The main optimizer function, rather than looping, is calling itself, creating an unnecessary memory stack. The looping could be managed by an external controller function like below

def main(self):
        """Controls improvement loop.

        improvement_loop() cycles through mutating parameter sets, testing those sets,
        finding the best, and continuing to mutate.
        """
        try_earlier = False
        while True:
            command = self.improvement_loop(try_earlier)
            if command == 'stop':
                break
            elif command == 'improve':
                try_earlier = True
            elif command == 'restart':
                try_earlier = False

I started working on this, but ran into an issue of how best to deal with passing around the correct param_vals with decremented dates

def improvement_loop(self, try_earlier:bool) -> str:
        """Cycles through mutating parameter sets, testing those sets, finding the best, and
        continuing to mutate.

        User parameters are directly modified when a successful (success rate greater 
        than TARGET_SUCCESS_RATE) combination is found.

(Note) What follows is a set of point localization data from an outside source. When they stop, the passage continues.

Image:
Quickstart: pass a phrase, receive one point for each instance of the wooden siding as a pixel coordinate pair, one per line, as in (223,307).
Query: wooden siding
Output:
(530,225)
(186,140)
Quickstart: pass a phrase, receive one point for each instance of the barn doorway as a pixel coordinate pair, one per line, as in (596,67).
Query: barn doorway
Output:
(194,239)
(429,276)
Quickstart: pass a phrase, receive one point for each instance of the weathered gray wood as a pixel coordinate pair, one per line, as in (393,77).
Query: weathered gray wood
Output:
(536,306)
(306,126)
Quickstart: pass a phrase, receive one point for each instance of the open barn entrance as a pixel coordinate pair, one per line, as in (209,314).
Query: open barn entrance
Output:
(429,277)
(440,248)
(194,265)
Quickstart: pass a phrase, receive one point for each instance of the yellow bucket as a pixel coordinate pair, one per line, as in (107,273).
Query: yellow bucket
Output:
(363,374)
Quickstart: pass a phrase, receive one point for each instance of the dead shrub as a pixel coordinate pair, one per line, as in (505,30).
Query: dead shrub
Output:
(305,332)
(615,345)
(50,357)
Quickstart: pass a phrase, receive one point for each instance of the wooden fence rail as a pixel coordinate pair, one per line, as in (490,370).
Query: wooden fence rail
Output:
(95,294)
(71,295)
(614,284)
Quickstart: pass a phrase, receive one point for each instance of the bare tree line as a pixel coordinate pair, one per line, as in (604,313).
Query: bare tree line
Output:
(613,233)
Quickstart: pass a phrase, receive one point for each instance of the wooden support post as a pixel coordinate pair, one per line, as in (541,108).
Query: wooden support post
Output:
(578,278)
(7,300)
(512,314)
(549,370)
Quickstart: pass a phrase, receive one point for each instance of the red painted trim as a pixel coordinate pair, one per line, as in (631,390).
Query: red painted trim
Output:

Then the loop is restarted, but 
        any income profiles marked as 'try to optimize' are decremented by 0.25 years.

        Args:
            try_earlier : bool
                whether to reduce the eligible income profile end dates or not

        Returns:
            str: 'stop' (cancel optimizing), 'restart', or 'improve' (decrement income profile
            end dates)
        """
    # ---------------------- First parameter set ---------------------- #
        mute_param_vals = {param:val for param,val in self.model.param_vals.items()
                           if 'optimizable' in self.model.param_details[param]}
        full_param_vals = self.model.param_vals.copy() # Need to not modify the model version
        success_rate, parent_is_best_qty = 0.0 , 0
        if try_earlier:
            #TODO: perhaps reduce all the dates here instead of in model. In the model though,
            #       the database is updated as the dates are reduced. I don't want to do that
            #       until after we have a set verified as meeting the target success rate. Might 
            #       just update full_param_vals with the decremented dates, then have model run
            #       do the database work after verification. Could keep decrementation done in
            #       model, but it would be redundant. Other option is to pass in the full_param_vals
            #       and do the database update from those vals.